Functionality ('functionality')

We first need to make sure that the scope of the package is relevant for the affiliated package system. The scopes are:

Out of scope Not useful for astronomers, or specific to one project/collaboration.
Specialized package Useful to astronomers working in a very specific domain/field, or with a specific telescope instrument and usable not just by a single collaboration but any astronomers within that domain. Packages such as sncosmo fall into this category.
Green Package that is useful for astronomers across more than a single field/instrument/telescope. Packages such as astroquery or astroplan fall into this category.

Note that general is not necessary better than specific, it’s just a way to make sure we can present these separately.

Integration with Astropy ecosystem ('ecointegration')

Next up, we need to check how well the package fits in to the existing Astropy ecosystem - does it make use of existing functionality, or does it duplicate it?

Red Does not use Astropy or other affiliated packages anywhere where it should be possible, and/or uses other libraries instead, or unnecessarily duplicates functionality found in Astropy or other affiliated packages.
Orange Makes an effort to use Astropy or other affiliated packages in places, but still has other places where this could be done but isn’t
Green Uses Astropy or other affiliated packages wherever possible.

Documentation ('documentation')

No code is complete without documentation! Take a look at the documentation (if it exists) and see how the package fares:

Red No documentation or some documentation, but very bare bones/minimal and incomplete or incorrect in a number of places.
Orange Reasonable documentation (which could be a very well written README), installation instructions and at least one usage example, but some parts missing.
Green Extensive documentation, including at least: motivation/scope of package, installation instructions, usage examples, and API documentation. A preferred method of citation of this package and citations to relevant papers and software included where appropriate. In terms of infrastructure, the documentation should be automatically built on readthedocs.org.
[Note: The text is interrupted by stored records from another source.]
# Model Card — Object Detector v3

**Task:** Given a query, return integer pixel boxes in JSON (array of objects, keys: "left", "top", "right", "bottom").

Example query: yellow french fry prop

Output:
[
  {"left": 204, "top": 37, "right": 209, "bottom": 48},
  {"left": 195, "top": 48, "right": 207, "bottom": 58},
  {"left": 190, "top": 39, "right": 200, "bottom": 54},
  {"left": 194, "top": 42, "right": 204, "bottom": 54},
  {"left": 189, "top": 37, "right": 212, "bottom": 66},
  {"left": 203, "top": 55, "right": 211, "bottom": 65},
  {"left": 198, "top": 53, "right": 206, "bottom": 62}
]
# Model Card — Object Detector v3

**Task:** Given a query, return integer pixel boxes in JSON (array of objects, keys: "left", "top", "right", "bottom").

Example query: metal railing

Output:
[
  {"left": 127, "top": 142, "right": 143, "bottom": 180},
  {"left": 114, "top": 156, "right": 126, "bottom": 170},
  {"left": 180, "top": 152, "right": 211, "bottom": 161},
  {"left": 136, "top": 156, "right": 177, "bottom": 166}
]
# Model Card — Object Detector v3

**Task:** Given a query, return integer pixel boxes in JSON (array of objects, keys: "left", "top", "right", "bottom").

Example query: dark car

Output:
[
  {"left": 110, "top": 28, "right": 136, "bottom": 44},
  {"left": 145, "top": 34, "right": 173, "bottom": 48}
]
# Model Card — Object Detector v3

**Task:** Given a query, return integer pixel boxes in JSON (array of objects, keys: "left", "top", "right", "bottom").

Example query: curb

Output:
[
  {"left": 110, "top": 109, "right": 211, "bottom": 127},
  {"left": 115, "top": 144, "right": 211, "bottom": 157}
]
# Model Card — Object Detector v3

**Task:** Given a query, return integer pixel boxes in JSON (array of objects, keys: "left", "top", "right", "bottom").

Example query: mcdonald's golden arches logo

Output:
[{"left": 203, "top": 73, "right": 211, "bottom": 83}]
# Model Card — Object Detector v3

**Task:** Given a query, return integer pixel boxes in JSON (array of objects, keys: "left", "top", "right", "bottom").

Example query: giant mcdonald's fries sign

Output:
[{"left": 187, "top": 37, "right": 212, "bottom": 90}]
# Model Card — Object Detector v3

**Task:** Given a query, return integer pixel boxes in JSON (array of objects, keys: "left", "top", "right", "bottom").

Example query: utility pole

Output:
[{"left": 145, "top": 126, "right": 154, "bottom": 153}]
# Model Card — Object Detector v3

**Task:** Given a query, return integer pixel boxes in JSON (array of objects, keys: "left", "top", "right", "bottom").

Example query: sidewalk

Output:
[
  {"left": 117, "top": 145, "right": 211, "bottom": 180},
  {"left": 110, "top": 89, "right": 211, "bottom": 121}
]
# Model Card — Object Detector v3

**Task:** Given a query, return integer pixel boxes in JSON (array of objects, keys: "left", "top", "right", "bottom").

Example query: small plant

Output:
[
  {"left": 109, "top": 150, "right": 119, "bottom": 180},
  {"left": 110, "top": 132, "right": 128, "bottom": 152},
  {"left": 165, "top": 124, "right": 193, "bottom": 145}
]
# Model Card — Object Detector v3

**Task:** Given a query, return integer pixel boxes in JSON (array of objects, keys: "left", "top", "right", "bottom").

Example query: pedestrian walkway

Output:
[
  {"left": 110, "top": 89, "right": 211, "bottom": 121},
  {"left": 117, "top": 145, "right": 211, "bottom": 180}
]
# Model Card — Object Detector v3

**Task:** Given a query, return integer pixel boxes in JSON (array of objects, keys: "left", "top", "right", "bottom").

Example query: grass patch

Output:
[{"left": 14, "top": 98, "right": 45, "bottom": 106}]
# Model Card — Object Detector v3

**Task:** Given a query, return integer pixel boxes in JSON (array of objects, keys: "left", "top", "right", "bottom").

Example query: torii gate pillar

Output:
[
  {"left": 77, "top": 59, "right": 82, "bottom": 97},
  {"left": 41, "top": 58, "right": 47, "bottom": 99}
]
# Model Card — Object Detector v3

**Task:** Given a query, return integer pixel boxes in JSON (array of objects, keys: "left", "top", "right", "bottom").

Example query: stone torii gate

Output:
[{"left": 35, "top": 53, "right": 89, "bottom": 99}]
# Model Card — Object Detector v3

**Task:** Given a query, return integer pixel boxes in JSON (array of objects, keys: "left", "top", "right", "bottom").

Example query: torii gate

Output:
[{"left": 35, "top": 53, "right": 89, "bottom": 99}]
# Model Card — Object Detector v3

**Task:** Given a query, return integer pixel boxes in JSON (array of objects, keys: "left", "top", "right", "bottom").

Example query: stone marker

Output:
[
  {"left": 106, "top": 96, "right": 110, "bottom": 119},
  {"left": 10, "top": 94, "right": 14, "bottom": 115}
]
If appropriate, one or more tutorials should be included in the Astropy tutorials at http://tutorials.astropy.org.

Testing ('testing')

In our terminology, “tests” refer to those that can be run in an automated way, and we do not consider examples that need to be run and/or checked manually to be acceptable as the primary way of satisfying “tests”

Red No tests or tests that are not trivial to run or don’t use a standard testing framework, or low test coverage (no exact threshold for coverage since this is not always easy to measure, but in this category most of the code is not covered).
Orange A reasonable fraction of the code is covered by tests, but still some parts of the code that are missing tests. To be in this category, packages should use a standard framework (pytest, nose, etc.) and be runnable with a single command.
Green Test coverage is very high (for example 90% or more), tests use a standard framework (pytest, nose, etc.) and are easy to run and continuous integration is used to ensure package stability over time.

Test coverage can be tricky to measure, so this will be carefully assessed for each package. The main idea is to determine whether it is low, medium or high compared to what one might realistically achieve.

Development status ('devstatus')

Red No active development/maintainers, even if stable releases exist, if package is not or no longer fully functional.
Heavy Development Stable releases exist, but still under heavy development (so API changes can be frequent).
Functional but unmaintained Stable releases exist and there are no active developers/maintainers but package remains mostly functional.
Functional but low activity Stable releases exist but the maintainers only make occasional comments/commits (and package is not in excellent condition, because otherwise it’s fine to have a completely stable package with little activity if it can be considered 'finished')
Green Package has stable releases, and package is actively developed (as needed). A metric for active development is whether most recently-opened issues have some kind of reply from maintainers.